First: slash commands defeat the point. If I have to type `/fusion:panel` myself, the tech lead isn't making the decisions; I am. Digging into why some things self-trigger and others never do produced the most useful mechanical insight of the whole project: Claude Code's auto-delegation is driven by description competition, not by rules files. The Grok agent fired on its own because its description happened to be trigger-shaped ("proactively use when..."); the panel almost never fired because it existed only as a sentence in the rules. So every description got rewritten to compete for its moment, and the policy gained an auto-invocation section that maps plain language ("which approach", "be exhaustive", "audit everything") to the right machinery.

Second: `/fusion:ultra`. I wanted ultracode-style intensity, a whole fleet attacking one task, without spending Claude quota on the fleet. Before building it I had a subagent read the source of UltraCode-Shim, the project that inspired the ask, and the finding was a nice full-circle moment: it gets its power from a MITM proxy that impersonates the official client and borrows the ChatGPT OAuth token, the exact architecture family this project ruled out on day one. What got built instead works with the grain: a request to go deep decomposes into six to eight independent facets (up to about twelve), fans them all out in one message with Grok taking the bulk and Codex the hardest two or three, and comes back as one synthesized deliverable, contradictions surfaced rather than averaged away. A size gate refuses to convene a fleet for a one-file change.

## Named for the pattern, not the model

The project spent its first days as claude-router. The rename came from an uncomfortable question I asked myself mid-build: what happens when the current top model becomes unavailable, or is superseded? A system named for routing to one specific orchestrator has its identity coupled to that model's lifespan.

Around the same time I read about OpenRouter's Fusion feature and Cognition's Devin Fusion, and realized the pattern I had converged on (independent perspectives, blind, adjudicated by a judge) was the same one other teams had discovered independently. The pattern deserved the name; the model didn't. claude-router became claude-code-fusion, and the technical consequence followed directly: roles bind to alias tiers (`best`, `opus`, `sonnet`), not to model IDs, so a same-tier release slots into its role with zero configuration. The one full-ID pin left in the system (true Haiku on `trivial-worker`, because an environment remap hijacks the `haiku` alias) is exactly the kind of rot `/fusion:doctor` exists to flag.

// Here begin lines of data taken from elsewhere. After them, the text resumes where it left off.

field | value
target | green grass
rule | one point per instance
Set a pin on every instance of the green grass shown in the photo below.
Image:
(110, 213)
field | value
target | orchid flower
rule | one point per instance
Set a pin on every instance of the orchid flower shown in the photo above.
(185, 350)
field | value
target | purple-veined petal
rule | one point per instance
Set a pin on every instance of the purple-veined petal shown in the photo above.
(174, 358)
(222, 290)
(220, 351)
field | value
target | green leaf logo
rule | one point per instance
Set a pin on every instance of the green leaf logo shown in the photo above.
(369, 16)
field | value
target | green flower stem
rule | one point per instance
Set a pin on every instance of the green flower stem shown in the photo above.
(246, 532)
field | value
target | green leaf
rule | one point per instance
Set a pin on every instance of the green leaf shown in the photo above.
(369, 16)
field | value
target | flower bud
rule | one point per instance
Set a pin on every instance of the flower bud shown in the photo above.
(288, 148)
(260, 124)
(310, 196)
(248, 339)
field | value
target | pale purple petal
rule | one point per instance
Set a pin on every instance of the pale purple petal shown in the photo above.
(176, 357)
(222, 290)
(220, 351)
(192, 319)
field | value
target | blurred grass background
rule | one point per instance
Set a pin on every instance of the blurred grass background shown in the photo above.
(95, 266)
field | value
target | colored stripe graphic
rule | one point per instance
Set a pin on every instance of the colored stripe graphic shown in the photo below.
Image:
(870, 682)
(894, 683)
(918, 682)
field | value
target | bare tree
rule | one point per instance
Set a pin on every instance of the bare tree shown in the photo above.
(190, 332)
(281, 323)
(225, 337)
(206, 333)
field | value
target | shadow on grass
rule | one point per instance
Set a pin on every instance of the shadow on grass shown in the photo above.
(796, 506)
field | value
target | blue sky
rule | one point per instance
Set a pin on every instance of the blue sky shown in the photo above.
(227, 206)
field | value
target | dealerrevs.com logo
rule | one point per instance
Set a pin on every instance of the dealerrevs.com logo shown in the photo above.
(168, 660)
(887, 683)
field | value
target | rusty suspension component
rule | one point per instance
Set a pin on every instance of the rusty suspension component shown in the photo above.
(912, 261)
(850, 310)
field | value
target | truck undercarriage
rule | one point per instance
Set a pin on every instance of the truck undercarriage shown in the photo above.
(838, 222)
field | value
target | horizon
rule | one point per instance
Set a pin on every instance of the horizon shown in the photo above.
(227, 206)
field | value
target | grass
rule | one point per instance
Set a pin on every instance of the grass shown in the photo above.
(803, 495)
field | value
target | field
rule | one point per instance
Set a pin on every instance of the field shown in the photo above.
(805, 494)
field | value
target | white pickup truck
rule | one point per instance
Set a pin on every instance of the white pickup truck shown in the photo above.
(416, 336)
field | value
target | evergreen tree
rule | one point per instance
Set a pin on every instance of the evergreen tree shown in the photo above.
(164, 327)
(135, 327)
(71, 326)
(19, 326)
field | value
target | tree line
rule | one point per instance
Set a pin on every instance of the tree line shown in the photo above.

## Enforced versus requested

The most honest thing in the README is a split I now want in every agent system's documentation: what is runtime-enforced versus what is prompt-requested. The sandbox flags, the deny lists, the timeout ladder, the failure classification: enforced, in code, covered by tests. The routing table, the panel blindness, the circuit breaker policy: requested, in prose, dependent on the orchestrator model actually following instructions. Both layers are real, but they fail differently, and pretending prose is enforcement is how agent systems end up trusted more than they deserve.

## Coda

This post went through the system too. Subagents dug the story out of the original session transcripts, mapped this site's authoring conventions, and built the interactive diagrams above from specs, while the orchestrator wrote the prose and judged the results.

The marketplace lives at [okisdev/claude-code-fusion](https://github.com/okisdev/claude-code-fusion):

```bash
claude plugin marketplace add okisdev/claude-code-fusion
claude plugin install grok@claude-code-fusion
claude plugin install fusion@claude-code-fusion
```

Then `/fusion:setup` once per machine, and `/grok:setup` if Grok is on your PATH.

If you already pay for more than one coding subscription, the expensive question is no longer which model is best. It is which model should be doing the job in front of you, and on whose bill.